I think its brilliant. Using client side ad-blockers on shitty hardware [to make things less slow] adds a good bit of overhead.
We use NextDNS to access Handshake domain names and it's been working great. The privacy features are great too, although email links sometimes don't work because of them (more of a feature than a bug imo).
PiHole at it's core is easy access to a bunch of blocklists. Why not just run a local resolver and import the blocklists if your usecase is mobile and you don't want to vpn your traffic?
I am using this on and off. I have some trouble with its adblocknig etc.
Some apps and some sites do not work well.
You could easily say that this is due to the pages or app itself and I agree. Still. I have to use some of them.
I've been using DNS Made Easy for some years now, can someone who knows both, fill me in on the main differences? Any need to change?
What a great write up. If they can get over the technical fear for the average user this is a huge idea and the price is fair.

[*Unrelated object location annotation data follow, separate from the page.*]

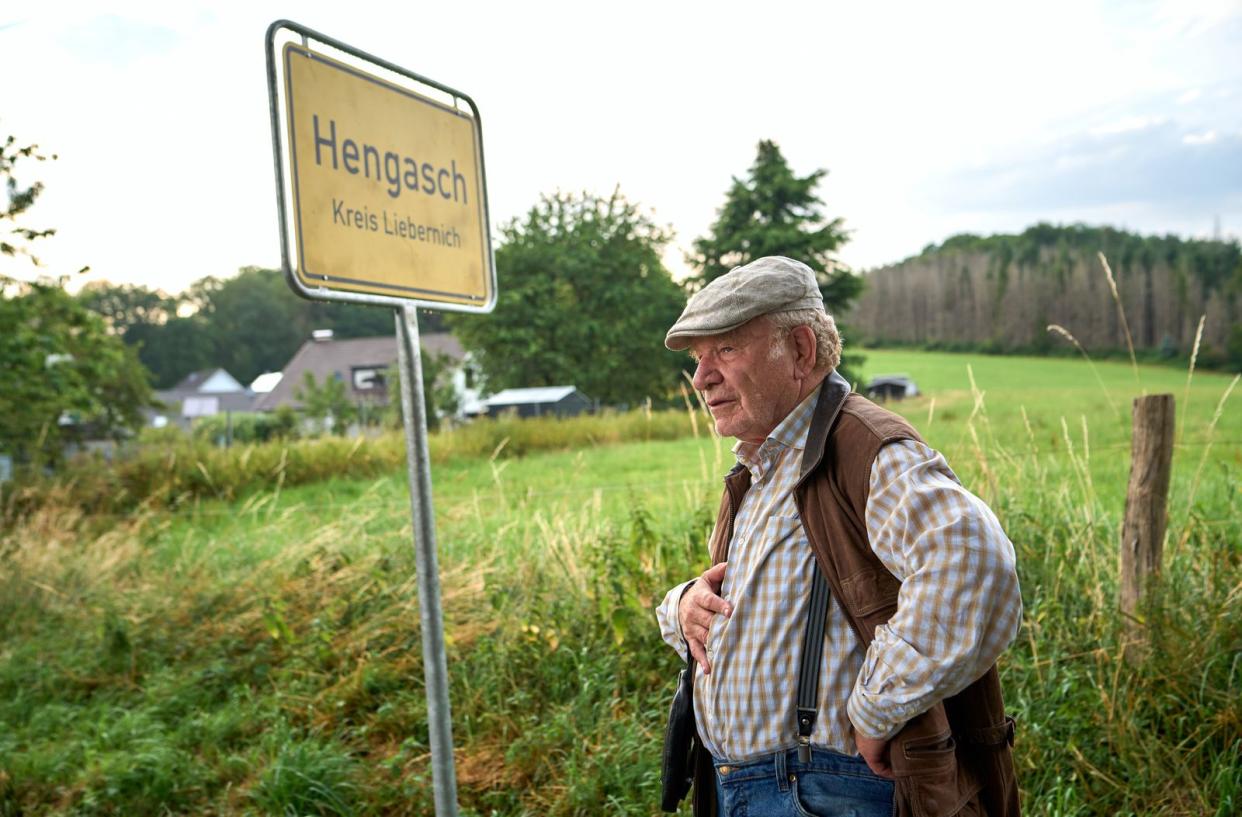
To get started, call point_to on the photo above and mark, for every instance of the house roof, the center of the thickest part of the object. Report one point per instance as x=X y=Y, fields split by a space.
x=265 y=383
x=215 y=383
x=337 y=358
x=898 y=380
x=208 y=381
x=539 y=394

I'll give a try :) but it's a little bit suspicious that there is not a single bad comment about NextDNS......
Doesn't seem to be catching much that uBlock and pihole aren't. 0.07%. Not super surprising I guess
edit...and noscript
How do ads get blocked in the DNS level?
can pdnsd (persistent/cache) work with nextdns ?

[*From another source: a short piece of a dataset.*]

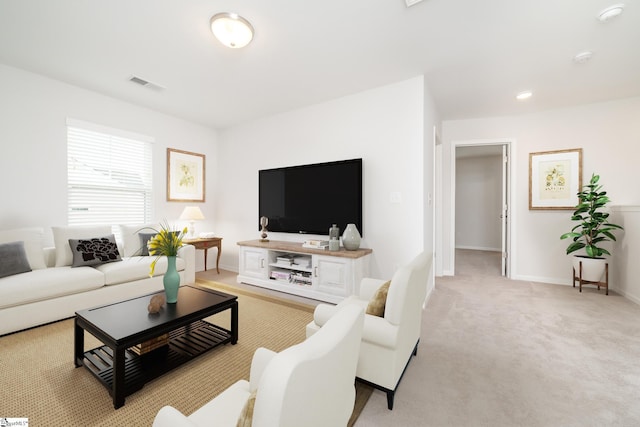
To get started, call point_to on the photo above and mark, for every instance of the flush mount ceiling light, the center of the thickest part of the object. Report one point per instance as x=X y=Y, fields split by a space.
x=524 y=95
x=610 y=12
x=583 y=57
x=231 y=29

It's also fairly easy to run your own recursive resolver in case you don't want to use an external DNS service. I use Unbound and ad-blocking lists and it works great.
wow this is great! Now I want Apple to acquire them and provide this natively on the iPhone.
I've not used it, but Adguard also has an ad blocking DNS[0].
Been using NextDNS for a few months now, I cant even find a single flaw. DNS is fast, Both founder must be expert in networking, I have tried literally all the third party DNS services, Ad blocking or not and NextDNS is actually one of the best / fastest DNS services. And I often think of myself as having latency intolerance so it is very good. Despite what I thought 300,000 DNS queries/month was low it turns out I never exceeded that limit.
And its Dashboard / Control Panel, it is very fast, extremely responsive. Basically I love everything about NextDNS, from DNS Speed, Ease of use and Design. Anyone who want Ad blocking should give it a go.
Edit: Not affiliate with NextDNS, just personal opinion. Not sure why the downvote.